The CFL and its teams believe there will be a 2021 season, just not right away.

For now, that decision rests primarily in the hands of the Ontario government, where a province drowning in the third wave of COVID-19 has neither the time nor desire to deal with the CFL’s request for approval of its return-to-play protocol.

That doesn’t mean it won’t deal with it anytime soon, but the optics of an announcement granting the CFL permission to operate in Ottawa, Toronto and Hamilton while the rest of the province is in lockdown would be politically dangerous, to say the least.

People in Ontario are in no mood to see the CFL given the green light by the same government that has banned golf and other outdoor recreational sports until at least the last week of May.

So, assuming a start to the season is at least a month away, it’s easy to see why it behooves the league to announce the start of the season is being delayed. That’s exactly what it’s expected to do this week after the board of governors meets on the matter Tuesday.

What else the league might say is where this gets interesting.

The CFL desperately wants to give its stakeholders more clarity than it did a year ago, when there was a deafening silence through the spring and summer months before the season was cancelled. The challenge is that’s going to require some sort of commitment from all the teams to play, either when the governments say it’s okay or when fans are allowed back in stadiums.

The fans-in-the-stands issue is especially tricky as it’s impossible to guess where governments will come down (just ask the golf industry). It also remains unclear how many of the CFL’s nine teams are willing to make the commitment to play this season without fans.

Regardless, the league has to say something to build confidence that there will be a season and signal that we’re not in for a repeat of last year.

While all that is more than enough drama for any league to handle, it’s really just the opening act for the current state of the CFL.

The bigger story concerns the fate of the very league itself and whether the end of the CFL as we know it may be at hand.

The CFL was a tough business before COVID-19, especially in the league’s three biggest markets. While there are real concerns about the sustainability of all franchises in such an uncertain environment, that’s especially true in Montreal, Toronto and Vancouver given the poor pre-pandemic economics for those franchises.

That’s where the XFL collaboration comes in, potentially opening up the CFL’s nine franchises to streams of U.S. television and sponsorship money, and better positioning a bigger league to take advantage of the fast-coming legal wagering environment.

The problem is that is going to require some dramatic change on this side of the border; everything from rewriting the football calendar to changing the number of downs.

That becomes emotional for some in this country.

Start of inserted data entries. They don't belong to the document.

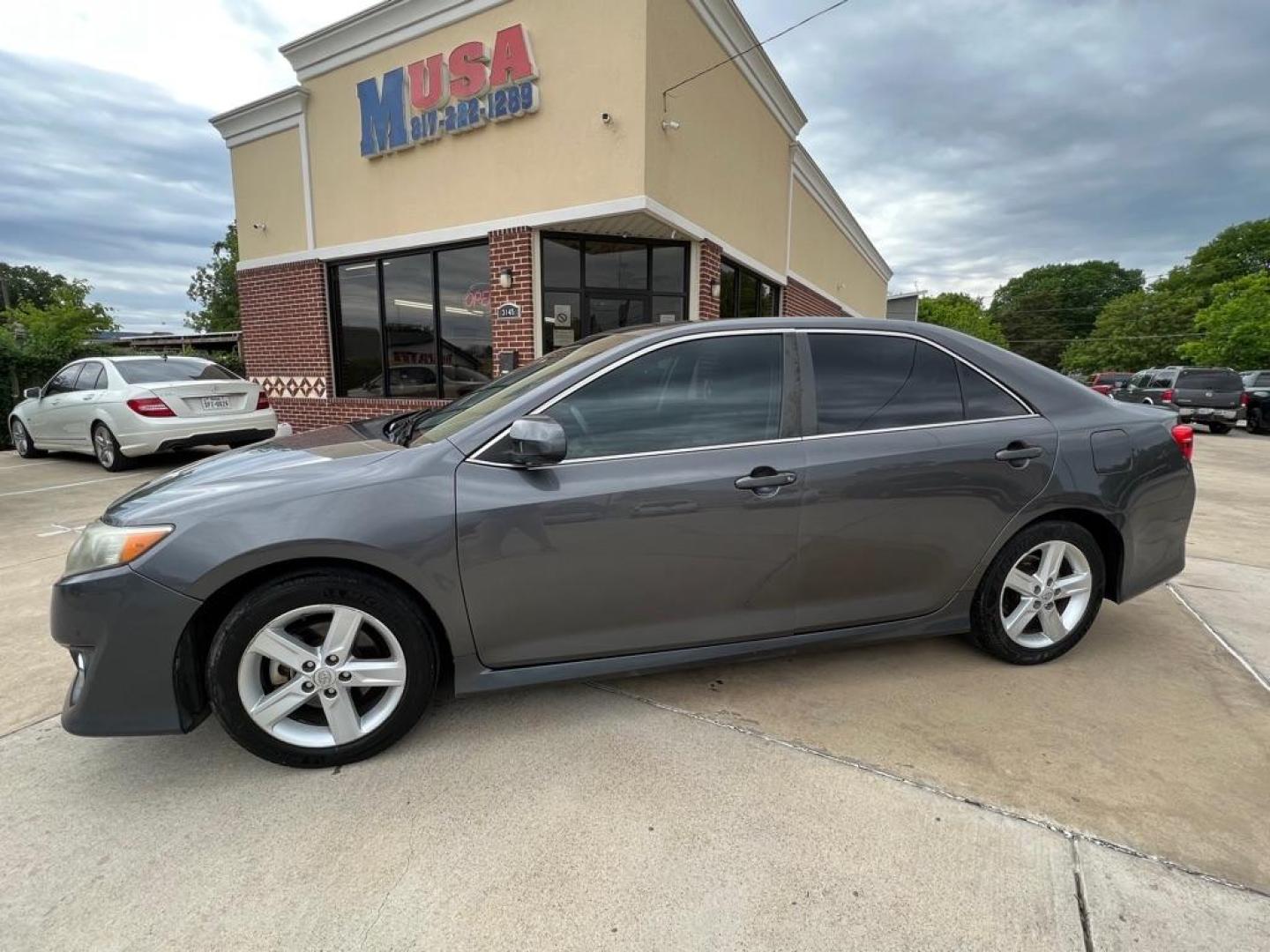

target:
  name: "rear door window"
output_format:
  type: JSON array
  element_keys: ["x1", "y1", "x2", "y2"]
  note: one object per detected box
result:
[
  {"x1": 809, "y1": 334, "x2": 1027, "y2": 434},
  {"x1": 75, "y1": 361, "x2": 106, "y2": 390},
  {"x1": 1177, "y1": 370, "x2": 1244, "y2": 390},
  {"x1": 115, "y1": 357, "x2": 237, "y2": 383}
]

There are those who see the CFL and three-down football as part of Canadian identity, a league woven through the history of our nation with experiences passed down from generation to generation.

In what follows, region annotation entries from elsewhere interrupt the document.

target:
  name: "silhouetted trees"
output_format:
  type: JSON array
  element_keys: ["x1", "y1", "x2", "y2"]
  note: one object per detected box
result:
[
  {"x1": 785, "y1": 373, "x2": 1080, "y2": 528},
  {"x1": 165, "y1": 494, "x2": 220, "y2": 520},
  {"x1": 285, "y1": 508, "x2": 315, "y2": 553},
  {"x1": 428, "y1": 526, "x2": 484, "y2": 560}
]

In much of the country, that kind of thing disappeared at least a generation ago. But it’s not hard to find the diehards (on Twitter), the ones who say they would rather see the CFL and its nine teams die a natural death than sell their souls for spring football and American cash.

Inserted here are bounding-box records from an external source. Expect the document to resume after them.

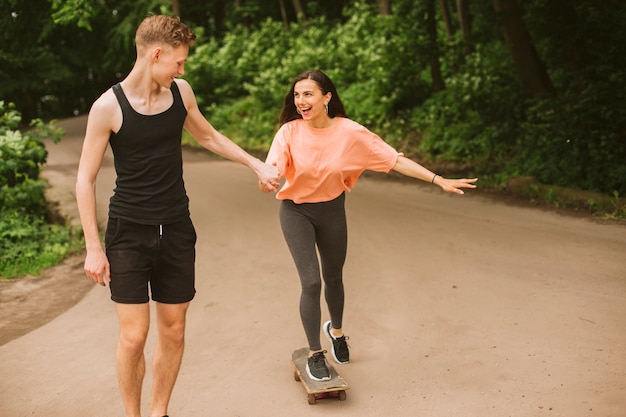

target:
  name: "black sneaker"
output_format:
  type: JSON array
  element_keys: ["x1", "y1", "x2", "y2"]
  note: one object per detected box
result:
[
  {"x1": 306, "y1": 350, "x2": 330, "y2": 381},
  {"x1": 322, "y1": 321, "x2": 350, "y2": 364}
]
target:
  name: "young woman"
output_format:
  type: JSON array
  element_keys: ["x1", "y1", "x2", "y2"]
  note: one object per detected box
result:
[{"x1": 259, "y1": 70, "x2": 477, "y2": 381}]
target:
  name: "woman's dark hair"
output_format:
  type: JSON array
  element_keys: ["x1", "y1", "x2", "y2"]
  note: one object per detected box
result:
[{"x1": 280, "y1": 70, "x2": 348, "y2": 126}]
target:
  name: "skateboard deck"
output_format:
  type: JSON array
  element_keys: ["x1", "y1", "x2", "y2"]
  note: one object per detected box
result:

On the other side are those who believe that collaboration with the XFL could be not only the CFL’s lifeline but its road to prosperity. They accept that change is part of life, even if it means parting with such things as three downs and 110 yards. They just want to see nine teams playing professional football in Canada and are happy to see it under any set of rules or at any time of year.

Each side believes its perspective represents the best interests of professional football in Canada.

But, of course, this isn’t an election. The CFL’s nine franchises hold both this season and the league’s future in their hands.

We’re left to sit back and guess what they will do.